Decided On June 04, 1952
Sunil Baran Roy Choudhury Appellant
V/S
Purna Chandra Chandra Respondents

JUDGEMENT

(1.) Two points were raised in this Rule. The first is that the learned Judge acted wrongly in passing an order under section 14(4) of the West Bengal Premises Rent Control Act of 1950. The second point urged is that in any case the Court of Appeal was wrong in making the decree. ' It appears that the order under section 14(4) directing the defendant to put in arrears was passed on 21st May, 1951, and the deposit not having been made ultimately the defence was struck off by the end of 1951. The suit was taken up thereafter for ex parte hearing and was dismissed by the learned Judge on the finding that there had been no proper service of the notice. On appeal by the plaintiff it was decided by the Court of Appeal on contest that the notice had been properly served and that the ground of waste and deterioration of the demised premises had been made out.

(2.) As regards the first point it is important to notice that an appeal lay against the order striking out the defence. No appeal having been preferred that order has become final and cannot any longer be questioned. We were asked to exercise our special jurisdiction under Art. 227 of the Constitution of India and to interfere with the order at this stage. In our judgment that would be an abuse of jurisdiction. Special jurisdiction which this Court has under Art. 227 is to be used to remedy defects of jurisdiction when no other remedy is possible in law. In this case the defendant had his remedy. He did not choose to take recourse to that remedy. It will be abused if we are to help him by acting under Art. 227 of the Constitution. The first point therefore fails.

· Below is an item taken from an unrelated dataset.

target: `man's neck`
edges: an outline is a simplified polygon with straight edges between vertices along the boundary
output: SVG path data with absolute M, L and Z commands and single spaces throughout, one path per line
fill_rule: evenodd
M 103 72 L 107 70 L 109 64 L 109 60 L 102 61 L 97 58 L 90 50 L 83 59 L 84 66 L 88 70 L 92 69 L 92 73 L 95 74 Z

(3.) As regards the second point, the learned Advocate tried to convince us that the Judges in the Court of Appeal came to a wrong finding as regards the service of notice. In our judgment there was evidence which the Court could and did consider and it will not be right for this Court to investigate the sufficiency of the evidence as if it was a Court of Appeal. There is no justification for saying that because of the finding on the evidence that there was proper service, there has been material failure of justice.